One of the intersting method for obtaining relations between elements of Fibonacci numbers is based on matrix method. I saw this post about a relation between Fibonacci numbers and now the peresent question. The strategy of answers of two questions are the same and is based on this fact that if $F_n=a$ and $F_n+1=b$ then $F_n+2=a+b$ and finish. Now I want to suggest the matrix method for this kind of Question.
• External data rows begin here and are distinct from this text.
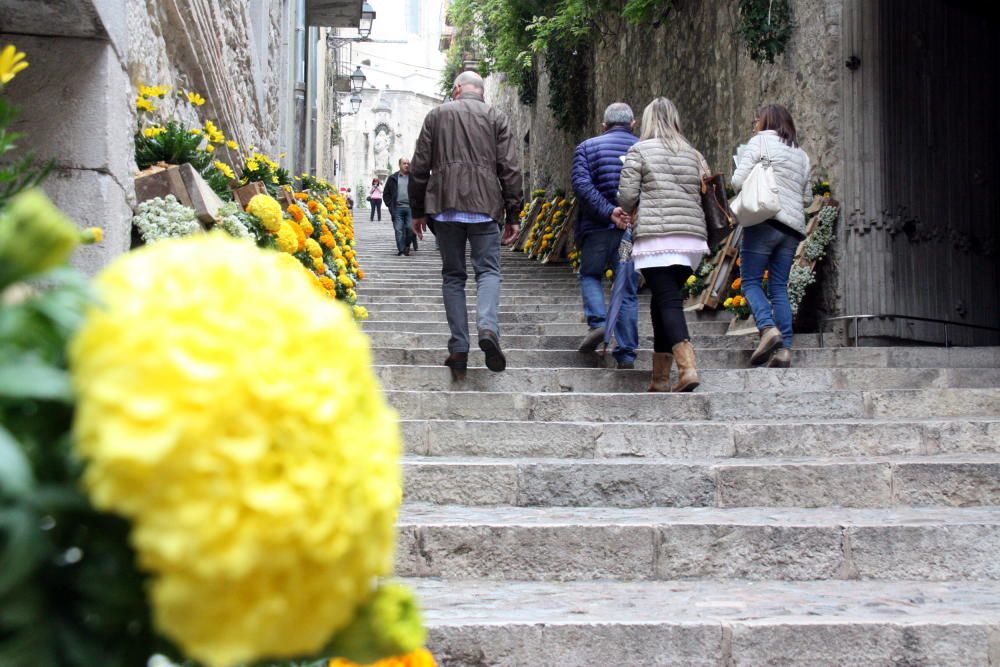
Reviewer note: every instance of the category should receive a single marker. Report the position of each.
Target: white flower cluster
(165, 218)
(229, 221)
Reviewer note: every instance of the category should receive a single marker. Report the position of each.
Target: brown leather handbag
(719, 219)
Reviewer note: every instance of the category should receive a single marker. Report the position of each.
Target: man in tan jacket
(464, 178)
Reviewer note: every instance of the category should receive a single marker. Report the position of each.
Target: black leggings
(667, 307)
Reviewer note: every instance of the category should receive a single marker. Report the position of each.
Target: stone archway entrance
(922, 96)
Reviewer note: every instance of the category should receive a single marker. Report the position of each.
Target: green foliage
(17, 174)
(179, 145)
(766, 27)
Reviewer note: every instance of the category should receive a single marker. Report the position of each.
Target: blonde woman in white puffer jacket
(771, 245)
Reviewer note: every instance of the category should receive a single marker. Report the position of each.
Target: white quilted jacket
(791, 172)
(666, 185)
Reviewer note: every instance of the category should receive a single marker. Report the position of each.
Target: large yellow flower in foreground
(260, 472)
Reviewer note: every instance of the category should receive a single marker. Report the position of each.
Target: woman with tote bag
(663, 177)
(771, 162)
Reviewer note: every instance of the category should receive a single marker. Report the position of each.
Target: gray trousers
(484, 240)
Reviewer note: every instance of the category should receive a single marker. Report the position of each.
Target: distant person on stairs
(396, 197)
(662, 176)
(466, 179)
(597, 167)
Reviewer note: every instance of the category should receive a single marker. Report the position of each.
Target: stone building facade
(900, 249)
(248, 58)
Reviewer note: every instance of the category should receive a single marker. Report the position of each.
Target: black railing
(913, 318)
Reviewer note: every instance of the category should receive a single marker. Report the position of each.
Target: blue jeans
(402, 218)
(767, 246)
(599, 250)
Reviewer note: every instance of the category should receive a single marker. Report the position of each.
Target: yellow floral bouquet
(187, 470)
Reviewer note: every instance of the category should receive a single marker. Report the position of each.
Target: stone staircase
(841, 512)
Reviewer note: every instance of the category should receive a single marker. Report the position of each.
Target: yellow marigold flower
(267, 210)
(259, 541)
(313, 248)
(226, 170)
(12, 61)
(288, 240)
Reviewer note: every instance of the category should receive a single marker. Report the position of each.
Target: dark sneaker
(458, 362)
(489, 343)
(781, 359)
(770, 340)
(593, 338)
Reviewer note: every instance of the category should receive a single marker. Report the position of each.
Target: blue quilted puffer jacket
(597, 166)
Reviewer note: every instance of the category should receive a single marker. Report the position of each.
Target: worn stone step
(711, 624)
(413, 339)
(767, 380)
(842, 357)
(700, 439)
(564, 544)
(948, 481)
(722, 406)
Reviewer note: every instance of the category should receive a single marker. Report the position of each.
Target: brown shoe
(770, 340)
(687, 372)
(662, 363)
(781, 359)
(458, 362)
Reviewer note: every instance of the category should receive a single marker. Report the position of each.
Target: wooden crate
(183, 182)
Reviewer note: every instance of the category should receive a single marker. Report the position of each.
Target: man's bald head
(469, 82)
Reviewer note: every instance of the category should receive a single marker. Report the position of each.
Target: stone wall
(696, 59)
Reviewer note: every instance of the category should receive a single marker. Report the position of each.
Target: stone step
(711, 624)
(762, 380)
(664, 543)
(843, 357)
(950, 481)
(700, 439)
(722, 406)
(412, 339)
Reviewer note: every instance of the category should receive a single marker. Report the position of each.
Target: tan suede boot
(687, 372)
(662, 363)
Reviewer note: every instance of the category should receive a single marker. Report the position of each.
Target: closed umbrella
(626, 267)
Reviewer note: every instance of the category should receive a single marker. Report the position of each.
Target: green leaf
(27, 376)
(16, 478)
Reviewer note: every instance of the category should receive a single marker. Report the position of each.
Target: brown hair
(776, 117)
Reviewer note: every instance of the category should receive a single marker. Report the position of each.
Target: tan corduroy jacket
(666, 186)
(466, 160)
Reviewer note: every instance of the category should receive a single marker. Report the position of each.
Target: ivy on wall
(508, 36)
(765, 26)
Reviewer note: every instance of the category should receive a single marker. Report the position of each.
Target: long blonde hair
(660, 120)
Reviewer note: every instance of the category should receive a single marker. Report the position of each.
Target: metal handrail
(889, 316)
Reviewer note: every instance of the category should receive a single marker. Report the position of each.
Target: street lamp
(358, 80)
(367, 17)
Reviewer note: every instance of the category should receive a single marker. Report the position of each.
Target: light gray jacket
(666, 185)
(791, 172)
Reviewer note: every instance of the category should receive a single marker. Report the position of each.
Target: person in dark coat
(601, 222)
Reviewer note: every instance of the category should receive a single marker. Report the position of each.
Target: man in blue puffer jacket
(600, 224)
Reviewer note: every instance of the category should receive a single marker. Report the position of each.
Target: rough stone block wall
(697, 60)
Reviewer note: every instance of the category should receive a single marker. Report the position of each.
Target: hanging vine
(765, 26)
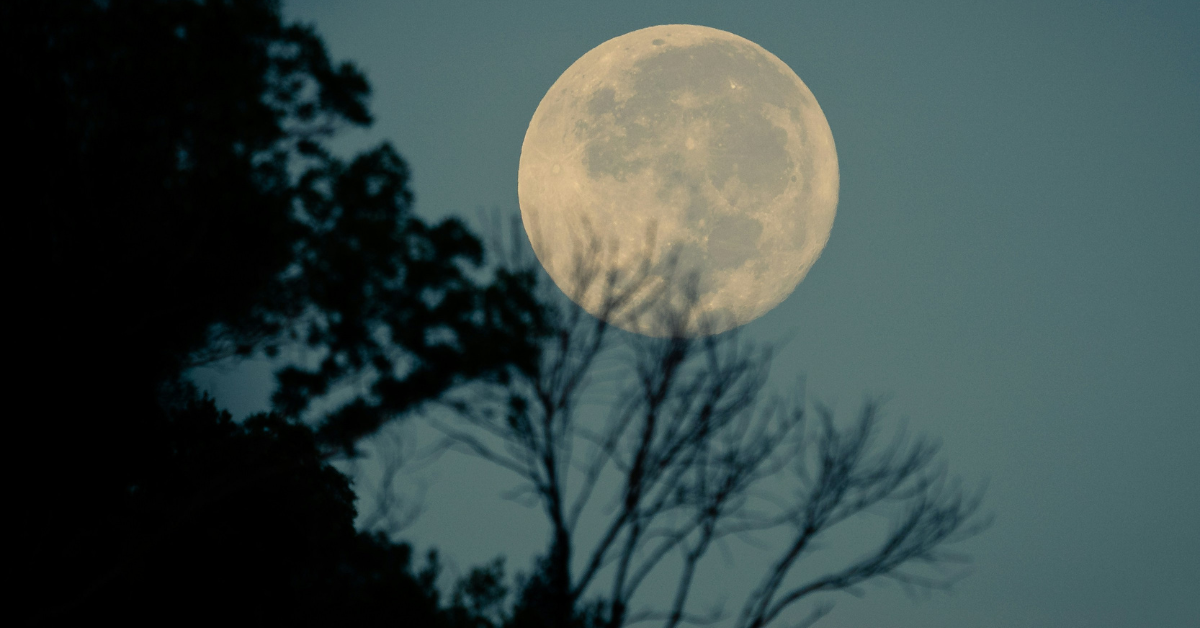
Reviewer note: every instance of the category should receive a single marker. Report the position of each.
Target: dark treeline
(174, 205)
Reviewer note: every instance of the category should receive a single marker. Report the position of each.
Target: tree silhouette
(691, 452)
(173, 203)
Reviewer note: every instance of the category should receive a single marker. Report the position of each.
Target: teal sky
(1015, 262)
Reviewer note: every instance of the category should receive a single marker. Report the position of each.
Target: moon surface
(687, 161)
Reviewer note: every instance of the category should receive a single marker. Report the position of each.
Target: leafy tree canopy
(173, 203)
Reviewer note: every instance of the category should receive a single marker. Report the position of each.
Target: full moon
(685, 161)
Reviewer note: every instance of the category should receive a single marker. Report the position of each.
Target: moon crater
(700, 137)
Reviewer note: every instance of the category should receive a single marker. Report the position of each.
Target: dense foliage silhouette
(175, 205)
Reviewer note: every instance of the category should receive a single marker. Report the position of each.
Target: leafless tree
(694, 443)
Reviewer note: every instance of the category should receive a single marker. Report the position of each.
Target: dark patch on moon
(719, 83)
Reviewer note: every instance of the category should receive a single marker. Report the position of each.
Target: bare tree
(690, 444)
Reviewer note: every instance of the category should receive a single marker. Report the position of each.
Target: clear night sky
(1014, 261)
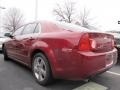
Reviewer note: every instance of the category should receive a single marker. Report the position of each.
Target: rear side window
(18, 31)
(29, 28)
(37, 28)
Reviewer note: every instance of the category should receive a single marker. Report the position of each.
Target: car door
(11, 45)
(25, 42)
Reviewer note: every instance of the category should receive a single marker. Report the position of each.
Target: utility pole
(0, 16)
(36, 9)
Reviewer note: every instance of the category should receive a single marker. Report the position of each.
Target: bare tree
(13, 19)
(65, 12)
(85, 20)
(68, 13)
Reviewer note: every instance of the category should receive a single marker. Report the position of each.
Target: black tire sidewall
(48, 78)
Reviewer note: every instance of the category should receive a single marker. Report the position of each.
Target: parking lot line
(91, 86)
(114, 73)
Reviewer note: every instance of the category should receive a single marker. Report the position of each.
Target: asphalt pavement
(14, 76)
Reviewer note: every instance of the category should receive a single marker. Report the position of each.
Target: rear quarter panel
(59, 48)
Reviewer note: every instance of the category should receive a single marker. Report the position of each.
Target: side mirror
(8, 35)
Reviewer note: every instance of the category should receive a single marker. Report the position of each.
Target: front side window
(18, 31)
(29, 29)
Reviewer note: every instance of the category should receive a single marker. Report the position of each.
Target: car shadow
(58, 84)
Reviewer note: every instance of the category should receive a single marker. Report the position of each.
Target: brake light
(113, 43)
(84, 44)
(93, 44)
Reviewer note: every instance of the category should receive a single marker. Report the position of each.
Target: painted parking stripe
(114, 73)
(91, 86)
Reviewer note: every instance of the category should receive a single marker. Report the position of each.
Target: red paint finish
(71, 54)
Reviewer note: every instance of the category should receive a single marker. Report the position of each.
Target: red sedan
(59, 50)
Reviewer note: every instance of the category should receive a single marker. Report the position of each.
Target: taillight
(84, 44)
(93, 44)
(113, 43)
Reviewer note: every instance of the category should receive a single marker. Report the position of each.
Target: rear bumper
(85, 64)
(95, 63)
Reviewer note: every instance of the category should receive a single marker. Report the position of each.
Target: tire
(6, 58)
(41, 69)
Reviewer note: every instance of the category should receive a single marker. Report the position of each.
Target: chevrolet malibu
(60, 50)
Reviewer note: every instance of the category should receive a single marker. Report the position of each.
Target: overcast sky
(106, 13)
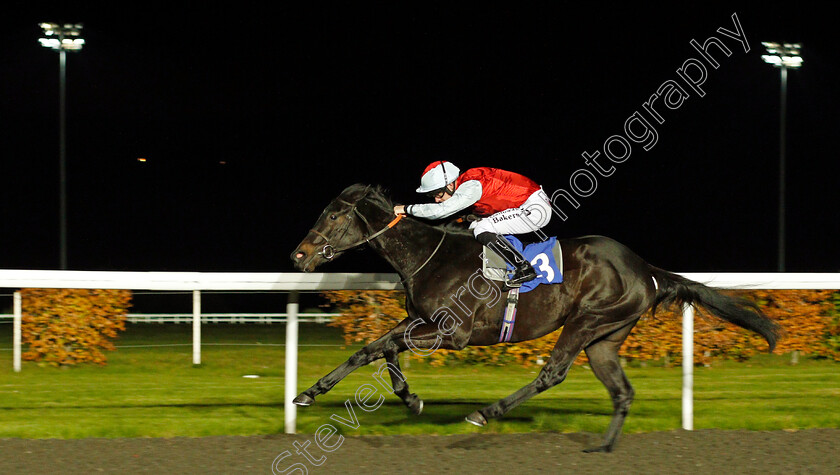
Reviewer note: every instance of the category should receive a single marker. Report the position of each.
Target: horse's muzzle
(303, 260)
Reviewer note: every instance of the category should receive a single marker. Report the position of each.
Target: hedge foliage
(64, 327)
(810, 320)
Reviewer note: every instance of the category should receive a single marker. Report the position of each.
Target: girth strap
(509, 317)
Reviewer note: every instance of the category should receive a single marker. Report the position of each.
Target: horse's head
(339, 228)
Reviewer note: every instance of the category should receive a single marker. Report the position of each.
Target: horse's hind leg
(389, 347)
(398, 382)
(363, 357)
(603, 358)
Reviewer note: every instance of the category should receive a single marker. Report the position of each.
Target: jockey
(509, 203)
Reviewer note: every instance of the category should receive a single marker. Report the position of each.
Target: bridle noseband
(328, 251)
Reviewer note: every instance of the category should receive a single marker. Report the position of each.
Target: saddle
(547, 259)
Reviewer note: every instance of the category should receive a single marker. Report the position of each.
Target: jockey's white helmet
(437, 175)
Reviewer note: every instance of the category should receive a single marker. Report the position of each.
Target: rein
(329, 252)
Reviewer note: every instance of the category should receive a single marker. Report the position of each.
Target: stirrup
(517, 281)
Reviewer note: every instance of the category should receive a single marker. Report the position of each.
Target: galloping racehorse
(606, 289)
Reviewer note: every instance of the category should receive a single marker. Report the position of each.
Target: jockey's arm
(467, 194)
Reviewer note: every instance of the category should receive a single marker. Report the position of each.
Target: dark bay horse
(606, 289)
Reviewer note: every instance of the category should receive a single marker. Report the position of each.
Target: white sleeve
(467, 194)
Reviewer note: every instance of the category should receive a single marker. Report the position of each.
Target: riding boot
(523, 271)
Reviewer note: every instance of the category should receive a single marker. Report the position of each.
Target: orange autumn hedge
(810, 320)
(64, 327)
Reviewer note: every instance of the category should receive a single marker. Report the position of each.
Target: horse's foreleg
(398, 382)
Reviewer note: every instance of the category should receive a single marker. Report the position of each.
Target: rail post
(289, 408)
(196, 327)
(688, 367)
(16, 331)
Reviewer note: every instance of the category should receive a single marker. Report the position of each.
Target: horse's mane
(378, 196)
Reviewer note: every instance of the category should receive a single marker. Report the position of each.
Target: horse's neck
(405, 246)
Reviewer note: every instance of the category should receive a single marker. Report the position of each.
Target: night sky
(252, 118)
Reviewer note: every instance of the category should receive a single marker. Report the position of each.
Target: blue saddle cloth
(543, 256)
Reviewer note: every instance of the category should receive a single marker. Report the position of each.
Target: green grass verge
(156, 392)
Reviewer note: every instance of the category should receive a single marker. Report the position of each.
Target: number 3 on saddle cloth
(547, 259)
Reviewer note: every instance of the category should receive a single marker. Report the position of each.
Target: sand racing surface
(702, 451)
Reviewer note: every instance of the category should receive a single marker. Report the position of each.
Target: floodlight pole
(782, 166)
(782, 56)
(62, 38)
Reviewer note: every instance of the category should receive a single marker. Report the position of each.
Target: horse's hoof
(303, 400)
(476, 418)
(415, 404)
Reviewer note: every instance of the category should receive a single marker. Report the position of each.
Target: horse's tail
(674, 288)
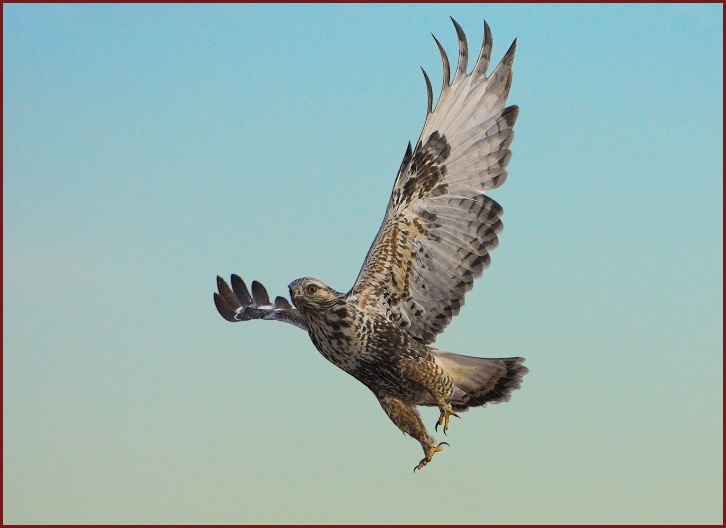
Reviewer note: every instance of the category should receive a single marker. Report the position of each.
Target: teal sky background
(148, 148)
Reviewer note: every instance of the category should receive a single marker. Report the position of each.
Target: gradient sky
(148, 148)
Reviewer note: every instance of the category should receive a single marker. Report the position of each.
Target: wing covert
(439, 226)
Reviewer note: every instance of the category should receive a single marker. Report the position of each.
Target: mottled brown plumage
(435, 239)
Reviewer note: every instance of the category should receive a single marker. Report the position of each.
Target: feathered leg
(407, 419)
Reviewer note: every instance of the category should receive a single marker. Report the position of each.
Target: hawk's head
(309, 294)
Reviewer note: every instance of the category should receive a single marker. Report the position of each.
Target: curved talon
(444, 419)
(429, 455)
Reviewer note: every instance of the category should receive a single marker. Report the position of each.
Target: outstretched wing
(236, 304)
(439, 227)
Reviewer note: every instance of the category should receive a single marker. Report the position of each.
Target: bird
(435, 239)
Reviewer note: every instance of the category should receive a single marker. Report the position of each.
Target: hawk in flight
(435, 239)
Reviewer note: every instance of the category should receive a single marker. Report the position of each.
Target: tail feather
(481, 380)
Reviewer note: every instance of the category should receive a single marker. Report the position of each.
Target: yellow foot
(444, 418)
(429, 455)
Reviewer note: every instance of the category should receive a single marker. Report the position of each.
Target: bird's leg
(446, 412)
(407, 419)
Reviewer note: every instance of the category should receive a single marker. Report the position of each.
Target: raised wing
(439, 227)
(236, 304)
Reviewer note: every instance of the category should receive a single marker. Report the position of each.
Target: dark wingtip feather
(227, 294)
(463, 49)
(445, 61)
(429, 92)
(259, 295)
(485, 54)
(240, 290)
(282, 303)
(223, 308)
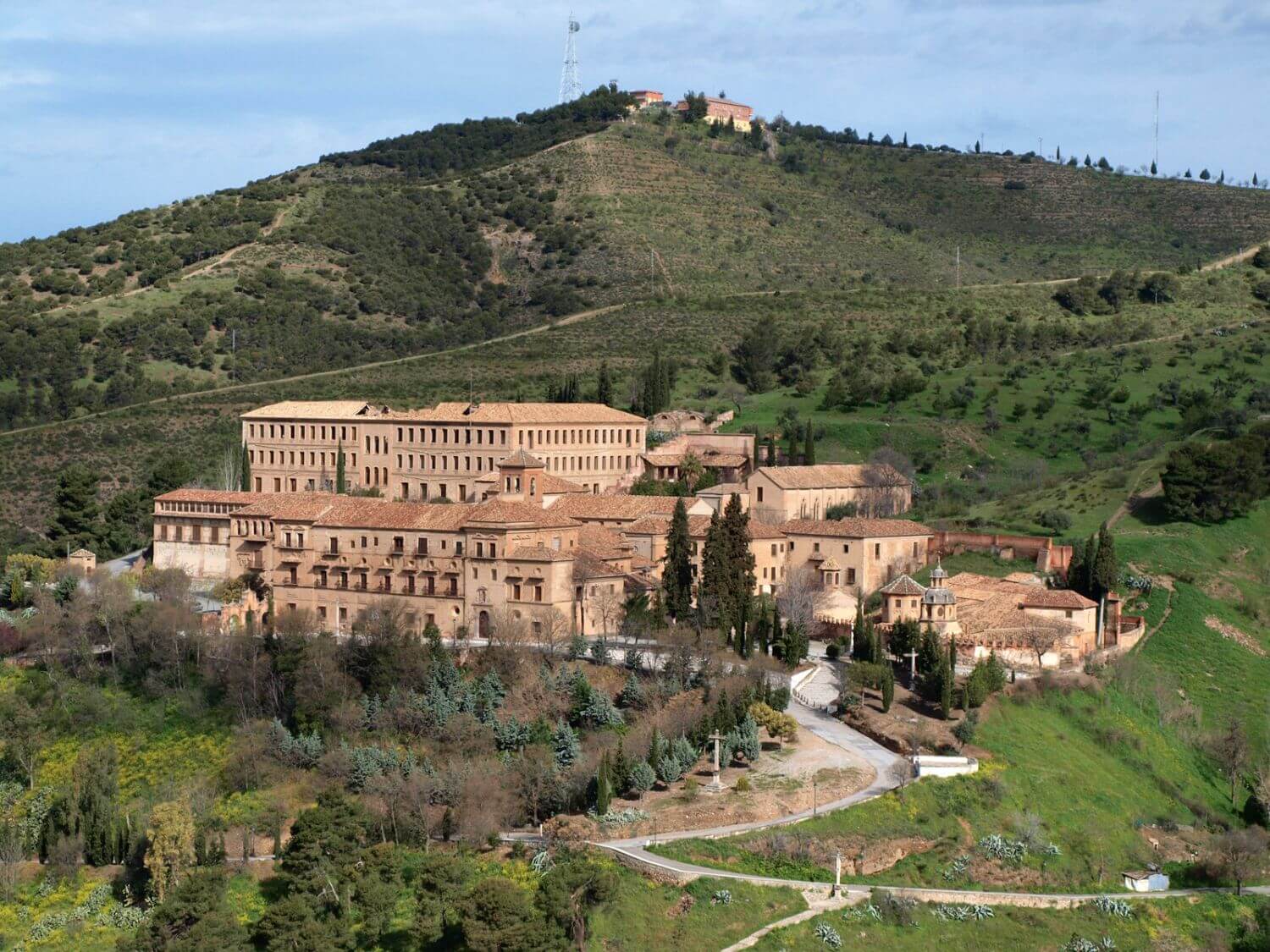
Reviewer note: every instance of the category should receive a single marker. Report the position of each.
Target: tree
(1240, 855)
(497, 916)
(322, 855)
(605, 385)
(1041, 635)
(642, 779)
(75, 520)
(170, 850)
(246, 470)
(754, 357)
(571, 890)
(1231, 749)
(195, 918)
(439, 885)
(564, 746)
(677, 571)
(1105, 566)
(604, 786)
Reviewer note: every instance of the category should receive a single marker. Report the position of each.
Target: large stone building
(779, 493)
(436, 454)
(856, 553)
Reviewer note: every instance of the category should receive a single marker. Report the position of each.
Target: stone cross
(715, 784)
(912, 668)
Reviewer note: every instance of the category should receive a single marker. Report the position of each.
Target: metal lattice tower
(571, 86)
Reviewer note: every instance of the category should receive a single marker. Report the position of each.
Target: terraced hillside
(472, 230)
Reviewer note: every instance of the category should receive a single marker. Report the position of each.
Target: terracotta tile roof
(460, 411)
(855, 528)
(903, 586)
(588, 566)
(629, 508)
(207, 495)
(523, 459)
(538, 553)
(724, 489)
(498, 510)
(833, 476)
(698, 527)
(1057, 598)
(310, 409)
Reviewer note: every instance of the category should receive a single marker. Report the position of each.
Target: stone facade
(780, 493)
(436, 454)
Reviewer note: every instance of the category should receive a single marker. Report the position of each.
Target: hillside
(472, 230)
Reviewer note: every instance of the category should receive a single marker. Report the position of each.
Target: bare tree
(797, 599)
(610, 606)
(1041, 635)
(1240, 855)
(229, 472)
(1231, 748)
(550, 629)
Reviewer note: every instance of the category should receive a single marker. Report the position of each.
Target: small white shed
(1146, 881)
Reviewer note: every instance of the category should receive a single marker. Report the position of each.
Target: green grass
(638, 916)
(1087, 767)
(1158, 924)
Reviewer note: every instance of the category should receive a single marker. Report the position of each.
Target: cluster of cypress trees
(1094, 569)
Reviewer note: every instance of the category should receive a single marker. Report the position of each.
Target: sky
(107, 106)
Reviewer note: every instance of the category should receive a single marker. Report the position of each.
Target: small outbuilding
(1146, 881)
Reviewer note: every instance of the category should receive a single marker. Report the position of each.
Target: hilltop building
(780, 493)
(719, 109)
(436, 454)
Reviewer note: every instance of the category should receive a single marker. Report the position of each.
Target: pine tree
(677, 573)
(714, 596)
(1105, 568)
(1091, 553)
(604, 786)
(246, 470)
(605, 385)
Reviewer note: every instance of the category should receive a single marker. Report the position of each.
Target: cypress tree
(716, 584)
(1076, 568)
(1105, 569)
(888, 688)
(1091, 553)
(246, 470)
(604, 786)
(677, 573)
(605, 385)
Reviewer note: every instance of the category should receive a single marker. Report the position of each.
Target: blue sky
(114, 104)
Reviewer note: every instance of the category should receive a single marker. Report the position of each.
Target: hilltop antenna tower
(571, 88)
(1157, 129)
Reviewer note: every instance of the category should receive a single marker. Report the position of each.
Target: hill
(472, 230)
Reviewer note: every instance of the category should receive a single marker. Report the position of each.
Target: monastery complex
(469, 515)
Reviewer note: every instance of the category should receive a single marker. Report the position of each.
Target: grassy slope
(1089, 767)
(1178, 924)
Suppose that we want find a closed-form expression for $F_n^m$ where $F_n$ is the $n$th term of Fibonacci numbers and $m$ is non-negative integer number. The number $m$ is odd or even. Let $m=2k+1$ where $k$ is a natural number. We know the $Q$ matrix is in the following form $$ Q= \left( \begin {array}{cc} 0&1\\ 1&1 \end {array} \right) $$ And It is well-kown that the $n$th power of $Q$ matrix is as follows $$ Q^n= \left( \begin {array}{cc} F_{{n-1}}&F_{{n}}\\ F_{{n}}&F_{{n+1}} \end {array} \right) $$ It is easy to see that $$ det(Q^n)={(-1)}^n \Longrightarrow F_{{n-1}}F_{{n+1}}-{F_{{n}}}^{2}={(-1)}^n $$ Now, we want to find a closed form expression for $F_n^m=F_n^{2k+1}=F_n^{2k}\,F_n$. At first, we compute the following equation $$ {(F_{{n-1}}F_{{n+1}}-{F_{{n}}}^{2})}^k={(-1)}^{nk} $$ We can rewrite the above eqation as shown $$ F_n^{2k}=G(n)+{(-1)}^{nk} \Longrightarrow F_n^{2k+1}=F_n\,G(n)+F_n\,{(-1)}^{nk} $$ Where $G(n)$ is a function based on the Fibonacci elements. For example, we want to find a closed form experesion for $F_n^5$. At first, we obtain the following equation $$ {(F_{{n-1}}F_{{n+1}}-{F_{{n}}}^{2})}^2={(-1)}^{2n} $$ $$ {F_{{n-1}}}^{2}{F_{{n+1}}}^{2}+{F_{{n}}}^{4}-2\,F_{{n-1}}{F_{{n}}}^{2} F_{{n+1}}=1 $$ $$ {F_{{n}}}^{4}=2\,F_{{n-1}}{F_{{n}}}^{2} F_{{n+1}}-{F_{{n-1}}}^{2}{F_{{n+1}}}^{2}+1 $$ $$ {F_{{n}}}^{5}=2\,F_{{n-1}}{F_{{n}}}^{3} F_{{n+1}}-{F_n}{F_{{n-1}}}^{2}{F_{{n+1}}}^{2}+F_n $$ Now, by using the expression of ${F_{{n}}}^{5}$, we conclude that $$ {F_{{n+1}}}^{5}=2\,F_{{n}}{F_{{n+1}}}^{3} F_{{n+2}}-{F_{n+1}}{F_{{n}}}^{2}{F_{{n+2}}}^{2}+F_{n+1} $$ From the summation of the expressions ${F_{{n}}}^{5}$ and ${F_{{n}}}^{5}$, we obtain our results.